Fig. 1. Genome editing efficiencies in cell lines with repair gene mutations.

a, Protein domain structures of DNA-PKcs, Polθ and RAD52. Motifs or domains beneficial or detrimental for HR/HDR are colored green or rose, respectively. The amino acid positions where domains start and end are given and their functions indicated, the positions of mutations are in red. b, Genome editing efficiencies using Cas9D10A double nicking in H9 hESCs that carry either no repair gene mutation or combinations of DNA-PKcs K3753R, Polθ V896* and RAD52 K152A/R153A/R156A (K/R152–156A). Frequencies of deletions are presented on the basis of microhomology (MH) length. Independent biological replicates were performed (n = 3) and error bars show the s.e.m. For HDR, replicates are depicted by dots. The mean outcome purity given below is the percentage of HDR of all editing events. KO, knockout. c, Genome editing efficiencies using Cas9D10A double nicking, Cas9 (HiFi) and Cas12a (Cpf1-Ultra) in K562 cells that carry either no repair gene mutation or combinations of DNA-PKcs K3753R, Polθ V896* and RAD52 K/R152–156A. Independent biological replicates were performed (n = 3) and error bars show the s.e.m. d, Genome-editing efficiencies using Cas9D10A double nicking in 409B2 hiPSCs without and with combinations of repair gene mutants of targets for which we have previously shown that DNA-PKcs K3753R alone is not sufficient. Independent biological replicates were performed (n = 2) and error bars show the s.e.m. e, Genome editing efficiencies of 11 additional targets using Cas9D10A double nicking in H9 hESCs that carry the mutations DNA-PKcs K3753R, Polθ V896* and RAD52 K/R152–156A. Independent biological replicates were performed (n = 2) and error bars show the s.e.m. f, Outcome purity for all targets in b–e for wild-type cells or cells with repair gene mutations. Each dot indicates the mean of one target, boxes the 25th to 75th percentile, lines medians and whiskers extend from minimum to maximum values. Source data

Fig. 2. Genome editing using transient inhibition of repair pathways.

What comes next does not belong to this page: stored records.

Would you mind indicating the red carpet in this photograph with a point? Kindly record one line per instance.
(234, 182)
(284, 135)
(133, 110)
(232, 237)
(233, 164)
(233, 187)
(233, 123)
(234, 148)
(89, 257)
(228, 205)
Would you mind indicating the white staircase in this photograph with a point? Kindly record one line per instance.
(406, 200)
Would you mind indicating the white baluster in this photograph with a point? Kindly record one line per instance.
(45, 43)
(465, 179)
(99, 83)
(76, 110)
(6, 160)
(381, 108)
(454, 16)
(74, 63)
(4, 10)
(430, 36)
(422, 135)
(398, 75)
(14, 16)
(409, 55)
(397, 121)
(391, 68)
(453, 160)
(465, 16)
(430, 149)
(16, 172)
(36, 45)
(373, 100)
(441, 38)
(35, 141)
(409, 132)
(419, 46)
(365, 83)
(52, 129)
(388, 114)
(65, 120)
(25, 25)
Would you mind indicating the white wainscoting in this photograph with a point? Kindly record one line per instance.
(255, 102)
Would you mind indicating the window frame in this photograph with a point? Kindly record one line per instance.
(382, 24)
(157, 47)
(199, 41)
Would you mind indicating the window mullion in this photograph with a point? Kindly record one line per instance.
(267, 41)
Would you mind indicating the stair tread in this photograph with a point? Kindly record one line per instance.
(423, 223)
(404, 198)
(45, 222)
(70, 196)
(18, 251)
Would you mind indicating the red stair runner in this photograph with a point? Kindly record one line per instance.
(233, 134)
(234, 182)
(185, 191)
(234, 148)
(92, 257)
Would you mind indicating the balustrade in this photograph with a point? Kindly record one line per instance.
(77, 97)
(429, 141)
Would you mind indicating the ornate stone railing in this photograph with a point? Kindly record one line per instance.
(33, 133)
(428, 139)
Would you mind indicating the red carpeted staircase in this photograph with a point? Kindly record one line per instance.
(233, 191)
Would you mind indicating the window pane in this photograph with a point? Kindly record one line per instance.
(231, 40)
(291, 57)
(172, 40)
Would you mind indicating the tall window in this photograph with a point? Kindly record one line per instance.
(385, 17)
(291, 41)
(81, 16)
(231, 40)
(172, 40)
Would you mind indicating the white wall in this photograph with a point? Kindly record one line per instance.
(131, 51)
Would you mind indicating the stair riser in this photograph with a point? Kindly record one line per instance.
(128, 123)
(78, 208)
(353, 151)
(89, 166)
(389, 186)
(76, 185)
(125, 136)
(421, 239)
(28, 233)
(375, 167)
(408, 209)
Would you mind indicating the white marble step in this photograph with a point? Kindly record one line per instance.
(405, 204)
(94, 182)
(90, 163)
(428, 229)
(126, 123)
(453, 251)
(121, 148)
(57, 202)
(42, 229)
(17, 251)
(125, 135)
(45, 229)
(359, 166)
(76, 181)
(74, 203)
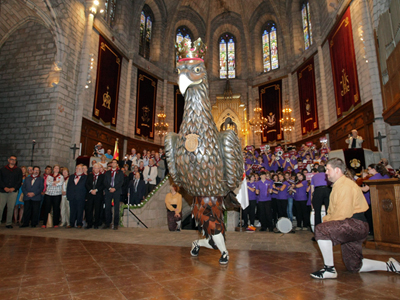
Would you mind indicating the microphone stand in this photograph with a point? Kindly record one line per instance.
(33, 148)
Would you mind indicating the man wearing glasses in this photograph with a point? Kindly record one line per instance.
(10, 182)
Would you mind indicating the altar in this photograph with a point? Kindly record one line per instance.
(353, 159)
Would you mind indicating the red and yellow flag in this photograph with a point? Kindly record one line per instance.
(116, 151)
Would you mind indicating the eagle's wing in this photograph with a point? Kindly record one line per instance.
(170, 151)
(232, 158)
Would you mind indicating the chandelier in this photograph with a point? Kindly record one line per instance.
(161, 127)
(258, 122)
(287, 122)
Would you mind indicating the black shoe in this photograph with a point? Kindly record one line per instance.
(325, 273)
(224, 258)
(195, 249)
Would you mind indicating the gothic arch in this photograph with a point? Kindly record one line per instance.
(35, 13)
(227, 22)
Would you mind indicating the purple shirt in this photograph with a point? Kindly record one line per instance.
(301, 193)
(264, 187)
(274, 166)
(283, 195)
(319, 179)
(252, 195)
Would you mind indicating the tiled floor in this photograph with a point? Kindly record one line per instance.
(41, 267)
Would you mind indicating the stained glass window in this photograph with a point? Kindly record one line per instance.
(270, 47)
(109, 11)
(146, 27)
(227, 56)
(307, 32)
(181, 33)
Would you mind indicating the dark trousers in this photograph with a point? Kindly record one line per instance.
(319, 198)
(303, 216)
(250, 211)
(368, 216)
(76, 207)
(31, 212)
(350, 234)
(108, 199)
(52, 201)
(274, 209)
(282, 208)
(265, 213)
(93, 204)
(149, 188)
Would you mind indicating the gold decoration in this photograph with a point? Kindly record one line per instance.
(106, 99)
(161, 127)
(187, 49)
(345, 83)
(192, 142)
(287, 122)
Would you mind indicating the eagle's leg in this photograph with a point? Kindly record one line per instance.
(208, 213)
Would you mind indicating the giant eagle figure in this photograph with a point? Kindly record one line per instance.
(207, 163)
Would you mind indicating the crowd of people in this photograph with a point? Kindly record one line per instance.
(90, 195)
(291, 183)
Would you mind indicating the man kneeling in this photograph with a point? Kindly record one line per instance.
(345, 224)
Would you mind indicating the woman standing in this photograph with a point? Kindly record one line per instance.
(173, 202)
(300, 202)
(53, 194)
(64, 200)
(19, 204)
(282, 196)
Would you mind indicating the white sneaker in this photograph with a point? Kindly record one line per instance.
(325, 273)
(393, 266)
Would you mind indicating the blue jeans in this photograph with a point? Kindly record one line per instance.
(290, 209)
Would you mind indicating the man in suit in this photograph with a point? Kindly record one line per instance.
(113, 181)
(76, 194)
(32, 190)
(354, 140)
(137, 190)
(95, 187)
(149, 175)
(10, 182)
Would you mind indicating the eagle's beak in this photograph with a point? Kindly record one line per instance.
(183, 83)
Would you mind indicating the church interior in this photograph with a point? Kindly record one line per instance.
(77, 72)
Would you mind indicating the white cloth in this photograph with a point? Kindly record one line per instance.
(359, 141)
(242, 195)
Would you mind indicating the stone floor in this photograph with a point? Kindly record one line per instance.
(154, 264)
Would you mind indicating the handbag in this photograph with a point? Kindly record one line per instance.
(49, 221)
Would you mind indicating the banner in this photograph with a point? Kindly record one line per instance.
(344, 67)
(179, 108)
(355, 159)
(146, 104)
(109, 63)
(308, 97)
(271, 105)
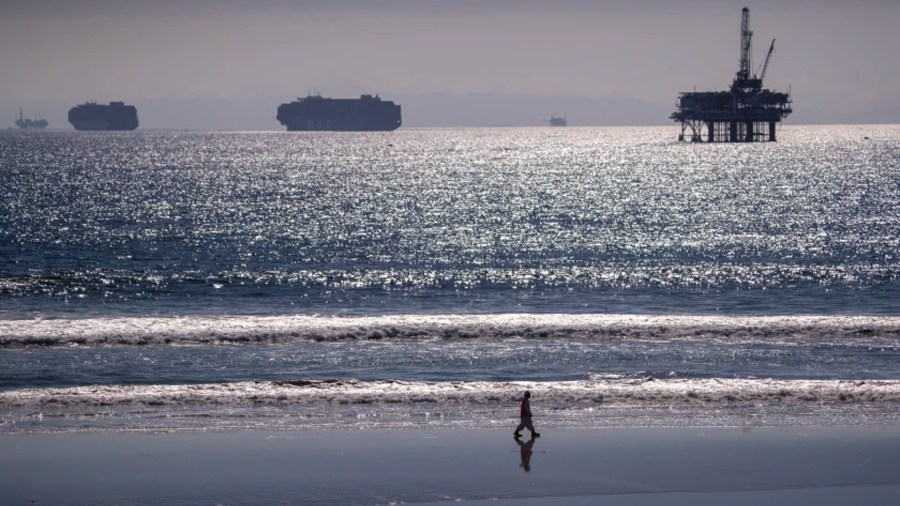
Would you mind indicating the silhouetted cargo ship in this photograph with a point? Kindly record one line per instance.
(115, 116)
(366, 113)
(558, 121)
(30, 124)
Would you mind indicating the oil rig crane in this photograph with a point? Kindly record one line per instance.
(746, 112)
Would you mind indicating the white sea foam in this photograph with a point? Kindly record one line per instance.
(287, 329)
(646, 392)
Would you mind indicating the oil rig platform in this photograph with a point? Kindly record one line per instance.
(745, 113)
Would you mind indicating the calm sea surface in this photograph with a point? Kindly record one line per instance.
(168, 279)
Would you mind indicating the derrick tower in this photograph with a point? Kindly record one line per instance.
(746, 112)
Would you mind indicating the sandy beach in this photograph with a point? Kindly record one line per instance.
(613, 466)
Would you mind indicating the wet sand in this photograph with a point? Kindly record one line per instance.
(568, 467)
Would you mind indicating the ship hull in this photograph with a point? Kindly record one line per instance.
(115, 116)
(365, 114)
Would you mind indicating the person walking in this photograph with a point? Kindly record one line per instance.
(525, 414)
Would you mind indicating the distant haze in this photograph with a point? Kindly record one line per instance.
(227, 64)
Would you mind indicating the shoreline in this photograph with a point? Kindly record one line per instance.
(621, 465)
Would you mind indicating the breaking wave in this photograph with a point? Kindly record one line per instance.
(293, 329)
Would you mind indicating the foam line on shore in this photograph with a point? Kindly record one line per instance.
(133, 331)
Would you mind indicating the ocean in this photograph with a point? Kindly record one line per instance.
(185, 280)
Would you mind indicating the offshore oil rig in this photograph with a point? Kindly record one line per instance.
(745, 113)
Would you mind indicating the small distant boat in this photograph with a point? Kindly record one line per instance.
(30, 124)
(558, 121)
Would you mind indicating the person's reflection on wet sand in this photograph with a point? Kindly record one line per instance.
(525, 453)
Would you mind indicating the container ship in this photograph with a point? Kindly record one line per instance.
(366, 113)
(558, 121)
(30, 124)
(92, 116)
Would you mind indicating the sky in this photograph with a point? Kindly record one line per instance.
(229, 63)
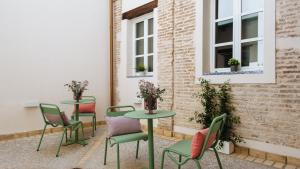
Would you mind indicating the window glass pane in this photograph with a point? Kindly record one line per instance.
(139, 50)
(150, 26)
(150, 45)
(138, 62)
(250, 26)
(139, 29)
(224, 8)
(224, 31)
(249, 53)
(252, 5)
(223, 54)
(150, 63)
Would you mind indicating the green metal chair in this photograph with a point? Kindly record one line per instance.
(54, 117)
(183, 148)
(116, 111)
(89, 114)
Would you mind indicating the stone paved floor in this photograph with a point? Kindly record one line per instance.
(22, 154)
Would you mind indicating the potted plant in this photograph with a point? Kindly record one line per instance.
(140, 70)
(150, 94)
(233, 63)
(77, 88)
(215, 103)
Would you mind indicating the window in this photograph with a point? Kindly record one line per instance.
(237, 32)
(143, 43)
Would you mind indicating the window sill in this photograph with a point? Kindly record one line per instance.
(234, 73)
(141, 76)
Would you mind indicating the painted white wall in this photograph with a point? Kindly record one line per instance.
(128, 5)
(45, 44)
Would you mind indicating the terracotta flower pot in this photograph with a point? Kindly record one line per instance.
(150, 104)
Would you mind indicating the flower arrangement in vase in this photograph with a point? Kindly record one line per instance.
(77, 88)
(150, 94)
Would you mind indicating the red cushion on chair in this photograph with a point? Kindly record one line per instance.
(87, 108)
(198, 141)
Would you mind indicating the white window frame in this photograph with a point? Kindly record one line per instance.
(266, 75)
(143, 18)
(237, 39)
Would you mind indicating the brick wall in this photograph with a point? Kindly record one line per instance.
(269, 112)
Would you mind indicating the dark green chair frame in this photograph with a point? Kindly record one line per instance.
(53, 109)
(182, 148)
(115, 111)
(91, 114)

a, Strategy for transient repair pathway inhibition. Motifs or domains beneficial or detrimental for homologous recombination/HDR are colored green or rose, respectively. The amino acid positions where domains start and end are given, their functions indicated and the small-molecule inhibitor of the kinase domain of DNA-PKcs M3814 (ref. ) and siRNAs targeting the POLQ mRNA are indicated in red. b, Genome editing efficiencies using either iCRISPR–Cas9D10A double nicking, Cas9-HiFi RNP or Cpf1-Ultra RNP (Cas12a) in H9 hESCs that carry DNA-PKcs K3753R and transfected with the POLQ siRNAs (‘semitransient inhibition’, that is, genetic NHEJ inhibition, transient MMEJ inhibition). Frequencies of deletions are presented on the basis of microhomology length. Independent biological replicates were performed (n = 2) and error bars show the s.e.m. For HDR, replicates are depicted by dots. The panel to the right gives mean outcome purities (percentage HDR of all editing events) for each target. Each dot indicates the mean of one target, the box the 25th to 75th percentile, lines medians and whiskers extend from minimum to maximum values. c, Genome editing efficiencies using Cas9D10A double nicking in H9 hESCs, as well as using Cas9D10A double nicking, Cas9-HiFi or Cpf1-Ultra in K562 cells and transient inhibition (inh.) of DNA-PKcs by M3814 and/or of POLQ by siRNA. Independent biological replicates were performed (n = 2) and error bars show the s.e.m. Mean outcome purities are given below the charts. d, Genome editing efficiencies of 30 targets using iCRISPR–Cas9 in 409B2 hiPSCs with transient end-joining inhibition by HDRobust (M3814 + POLQ siRNA mix). Independent biological replicates were performed (n = 3) and error bars show the s.e.m. Each dot in the right panel indicates the mean of one target, the box the 25th to 75th percentile, the line the median and whiskers extend to the minimum and maximum values. e, Repeated editing in H9 hESCs with HDRobust increases the percentage of precisely edited cells while maintaining outcome purity. Independent biological replicates were performed (n = 3) and error bars show the s.e.m. Source data

Fig. 3. Prevention of unintended on-target effects by HDRobust and genetic end-joining repair inhibition.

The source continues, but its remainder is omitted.